0
votes

I am using xdmp:document-filter(doc(uri)) to fetch the metadata from the documents. When I run this command on one of the documents I get the following result:-

xdmp:document-filter(doc("/Vision.doc"))//*:meta[@name eq "Creation_Date"]/@content

<?xml version="1.0" encoding="UTF-8"?>
<results warning="attribute node">
  <warning warning="attributes cannot be root nodes" content="17-05-2012 00:48:00"/>
</results>

And when I run this command on another document then I get this:-

<?xml version="1.0" encoding="UTF-8"?>
<results warning="attribute node">
  <warning warning="attributes cannot be root nodes" content="2012-06-03T13:45:00Z"/>
</results>

You can see that date format is different in both the outputs. There may be different date formats in documents uploaded in Marklogic Server. But I want to show the creation date of documents in some fixed format (e.g. May 16, 2012). How can I convert the different date formats to a fixed date format ? And also I want to compare these dates to the date entered by the user. The documents matching the search criteria should get returned by the search query. So I have two questions here:-

  1. How to convert creation date of particular documents to some fixed format and to display it in the UI.
  2. How to compare this creation date to the date entered by the user(which is in "mm/dd/yyyy" format) so that I can get the correct result.
2

2 Answers

2
votes

You will have to parse the dateTime value. For example:

let $dt := "17-05-2012 00:48:00"
return
  if ($dt castable as xs:dateTime)
  then xs:dateTime($dt)
  else xdmp:parse-dateTime("[Y01]-[M01]-[D01] [h01]:[m01]:[s01]", $dt)

This will return an xs:dateTime atomic value, which can be compared and displayed in the UI. If you want to support additional formats, you will need to create additional parse "picture" strings so they can also be converted to xs:dateTime. See the documentation on xdmp:parse-dateTime() for more information.

1
votes

As a part of a larger open source project I cooked up a date parsing library that handles at least 20 different formats in 6 different languages. You can also supply your own formats if one is not already defined. It works by feeding it a date as a string in any of the defined formats and returning an xs:dateTime if it was able to successfully parse it. You can find the library here:

https://github.com/marklogic/Corona/blob/master/corona/lib/date-parser.xqy

To use it:

import module namespace dateparser="http://marklogic.com/dateparser" at "date-parser.xqy";

dateparser:parse($filteredDocument//*:meta[@name eq "Creation_Date"]/@content)

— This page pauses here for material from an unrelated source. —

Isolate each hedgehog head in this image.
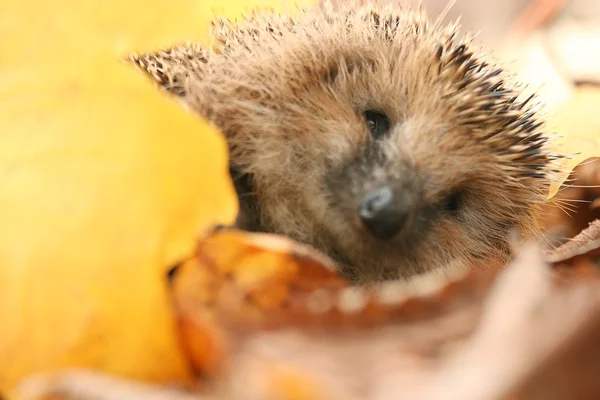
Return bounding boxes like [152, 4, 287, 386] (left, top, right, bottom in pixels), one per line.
[132, 1, 558, 282]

This will allow you to normalize the various date formats that binary documents can have. I will note that different binary formats (Word, PDF, JPEG, etc) will use different names for the creation date. So just looking for the "Creation_Date" metadata could leave some holes depending on what formats you're storing in MarkLogic.

Also note, that if you just want the date information without the time portion, you can cast the xs:dateTime to an xs:date. Doing so will retain the timezone information which is likely a good thing.

As for your second question…

There is a number of different ways to do this and reading some of the MarkLogic documentation is a good place to start. I'd recommend taking a look at:

http://docs.marklogic.com/guide/search-dev/rangequery

Hopefully that will shed a bit of light on what your query needs to look like. In simplest form you will probably have to first parse the date that the user provided. This can also be done with the date parsing library so users can enter tons of different date formats (eg: November 13th, 2012 or even in Spanish Noviembre 13th, 2012). Then use that parsed date to construct date range queries in MarkLogic.

If that doesn't help I'd post another question here with the specifics of where you're getting hung up.